A good cop requires intuition, or so you learn when you watch cop movies. Facts get you only so far. But does intuition also include zipping yourself into a roomy valise, getting flung down several flights of stairs and channeling the inner thoughts of the deceased victim?
Maybe so: Inspector Bun (Lau) emerges from the tumble, offering, “It was the ice-cream vendor.” Of course he’s right; Mad Detective yokes forensics to the supernatural with a thrillingly silly sense of solemnity. Our hero sports crazy Einstein hair, no socks and a martyr complex
after being fired from the force, but when he’s contacted by a younger hotshot (On) to help solve an embarrassing internal-affairs case, you lean in, helplessly.
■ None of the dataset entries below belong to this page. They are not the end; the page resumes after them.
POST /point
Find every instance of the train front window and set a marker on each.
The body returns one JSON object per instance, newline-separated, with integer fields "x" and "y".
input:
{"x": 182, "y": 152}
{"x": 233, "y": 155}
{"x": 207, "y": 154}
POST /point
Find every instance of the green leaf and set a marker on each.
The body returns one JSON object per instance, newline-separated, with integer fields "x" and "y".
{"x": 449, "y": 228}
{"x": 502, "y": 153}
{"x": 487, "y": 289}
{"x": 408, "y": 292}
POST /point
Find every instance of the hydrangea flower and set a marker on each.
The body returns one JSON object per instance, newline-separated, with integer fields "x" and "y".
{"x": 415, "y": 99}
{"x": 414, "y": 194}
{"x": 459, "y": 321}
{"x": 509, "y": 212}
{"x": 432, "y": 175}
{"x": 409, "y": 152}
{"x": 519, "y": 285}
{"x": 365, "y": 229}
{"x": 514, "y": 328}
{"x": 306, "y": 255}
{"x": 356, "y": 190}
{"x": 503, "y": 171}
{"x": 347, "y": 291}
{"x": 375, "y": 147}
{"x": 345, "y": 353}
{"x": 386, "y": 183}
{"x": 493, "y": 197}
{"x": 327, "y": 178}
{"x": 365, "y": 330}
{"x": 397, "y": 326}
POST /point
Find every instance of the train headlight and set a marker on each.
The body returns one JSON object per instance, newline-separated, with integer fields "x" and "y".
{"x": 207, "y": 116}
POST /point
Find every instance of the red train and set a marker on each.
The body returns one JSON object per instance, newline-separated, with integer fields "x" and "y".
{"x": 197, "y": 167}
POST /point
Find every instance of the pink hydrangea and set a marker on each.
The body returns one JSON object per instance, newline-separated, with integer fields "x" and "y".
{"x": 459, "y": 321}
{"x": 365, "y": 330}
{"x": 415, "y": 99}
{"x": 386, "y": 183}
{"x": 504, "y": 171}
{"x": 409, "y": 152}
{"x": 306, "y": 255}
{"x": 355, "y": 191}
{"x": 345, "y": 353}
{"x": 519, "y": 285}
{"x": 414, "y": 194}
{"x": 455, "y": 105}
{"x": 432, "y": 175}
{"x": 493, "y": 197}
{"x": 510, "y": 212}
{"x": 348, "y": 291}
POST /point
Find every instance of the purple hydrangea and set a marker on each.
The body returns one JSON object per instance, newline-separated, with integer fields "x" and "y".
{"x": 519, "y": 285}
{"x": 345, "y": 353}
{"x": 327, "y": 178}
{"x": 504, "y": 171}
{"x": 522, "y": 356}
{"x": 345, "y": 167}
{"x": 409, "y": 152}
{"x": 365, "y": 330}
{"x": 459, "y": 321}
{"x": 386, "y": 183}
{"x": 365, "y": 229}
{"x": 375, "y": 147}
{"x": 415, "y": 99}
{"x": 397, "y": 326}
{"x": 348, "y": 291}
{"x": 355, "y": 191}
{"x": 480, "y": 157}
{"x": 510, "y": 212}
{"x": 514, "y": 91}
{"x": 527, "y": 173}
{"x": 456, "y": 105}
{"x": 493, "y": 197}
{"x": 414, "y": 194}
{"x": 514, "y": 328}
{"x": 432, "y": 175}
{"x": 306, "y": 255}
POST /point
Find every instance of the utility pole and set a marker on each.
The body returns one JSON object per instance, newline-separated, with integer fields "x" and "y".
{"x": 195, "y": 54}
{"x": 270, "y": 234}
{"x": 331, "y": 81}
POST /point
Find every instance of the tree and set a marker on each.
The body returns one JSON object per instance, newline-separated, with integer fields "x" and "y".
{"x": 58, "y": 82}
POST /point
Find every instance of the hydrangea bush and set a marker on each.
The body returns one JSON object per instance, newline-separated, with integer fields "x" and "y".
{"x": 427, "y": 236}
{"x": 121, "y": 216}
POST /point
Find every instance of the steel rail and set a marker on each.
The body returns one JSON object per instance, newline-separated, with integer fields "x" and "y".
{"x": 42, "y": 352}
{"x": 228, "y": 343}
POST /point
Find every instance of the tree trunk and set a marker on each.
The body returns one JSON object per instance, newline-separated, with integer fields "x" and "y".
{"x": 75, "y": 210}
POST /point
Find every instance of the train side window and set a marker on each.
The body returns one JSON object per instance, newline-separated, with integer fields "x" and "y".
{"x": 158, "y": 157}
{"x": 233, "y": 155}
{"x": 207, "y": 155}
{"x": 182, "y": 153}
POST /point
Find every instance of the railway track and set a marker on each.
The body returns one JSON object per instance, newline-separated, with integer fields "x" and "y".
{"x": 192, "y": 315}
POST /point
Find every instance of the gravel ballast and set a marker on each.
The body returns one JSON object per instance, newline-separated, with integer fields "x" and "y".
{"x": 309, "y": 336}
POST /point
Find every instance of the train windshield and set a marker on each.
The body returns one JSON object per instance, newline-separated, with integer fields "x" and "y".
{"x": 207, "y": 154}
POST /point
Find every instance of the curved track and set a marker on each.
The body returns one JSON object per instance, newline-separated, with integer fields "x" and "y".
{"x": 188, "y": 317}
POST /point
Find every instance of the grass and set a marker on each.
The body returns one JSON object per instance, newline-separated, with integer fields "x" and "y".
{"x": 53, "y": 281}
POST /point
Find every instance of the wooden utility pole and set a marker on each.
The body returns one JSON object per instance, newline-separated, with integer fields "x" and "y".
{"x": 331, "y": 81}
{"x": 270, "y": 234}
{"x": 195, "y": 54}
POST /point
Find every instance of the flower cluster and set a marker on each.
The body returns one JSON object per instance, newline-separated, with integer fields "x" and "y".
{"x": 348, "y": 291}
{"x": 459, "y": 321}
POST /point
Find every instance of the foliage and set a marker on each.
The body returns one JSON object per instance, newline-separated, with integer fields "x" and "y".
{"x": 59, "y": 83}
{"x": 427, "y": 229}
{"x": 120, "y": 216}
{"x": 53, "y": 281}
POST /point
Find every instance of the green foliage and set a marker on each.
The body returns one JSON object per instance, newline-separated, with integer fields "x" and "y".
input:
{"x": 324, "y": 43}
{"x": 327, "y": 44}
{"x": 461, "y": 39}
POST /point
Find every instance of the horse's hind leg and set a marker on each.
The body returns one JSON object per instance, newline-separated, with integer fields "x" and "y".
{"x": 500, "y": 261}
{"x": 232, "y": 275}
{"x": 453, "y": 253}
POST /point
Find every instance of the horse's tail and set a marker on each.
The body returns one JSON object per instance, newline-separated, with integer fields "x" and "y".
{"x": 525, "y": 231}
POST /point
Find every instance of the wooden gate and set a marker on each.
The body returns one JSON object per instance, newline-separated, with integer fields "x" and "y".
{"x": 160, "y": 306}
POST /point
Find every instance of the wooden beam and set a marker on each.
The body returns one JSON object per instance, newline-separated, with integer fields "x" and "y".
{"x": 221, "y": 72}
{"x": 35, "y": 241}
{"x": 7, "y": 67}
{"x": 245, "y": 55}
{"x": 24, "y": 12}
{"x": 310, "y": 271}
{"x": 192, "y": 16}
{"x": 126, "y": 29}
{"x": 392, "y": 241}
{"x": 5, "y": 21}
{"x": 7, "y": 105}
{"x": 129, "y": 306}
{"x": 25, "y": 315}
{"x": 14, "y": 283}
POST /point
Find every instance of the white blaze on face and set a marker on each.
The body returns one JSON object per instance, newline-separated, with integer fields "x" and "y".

The poets behind such ridiculousness are codirectors Johnnie To and Wai Ka-fai, the former a Hong Kong action god, the latter a scripter of odd, inspired ideas. (An earlier collaboration followed a male monk turned stripper.) Every moment in Mad Detective seems engineered for maximum oddity; it almost becomes overwhelming as the multiple personalities that Bun can see become visible to us as well. Yet the movie feels adventuresome, too, a new bridge to Asia’s soulful ghost canon. It’s a metaphysical mystery masquerading as a doodle.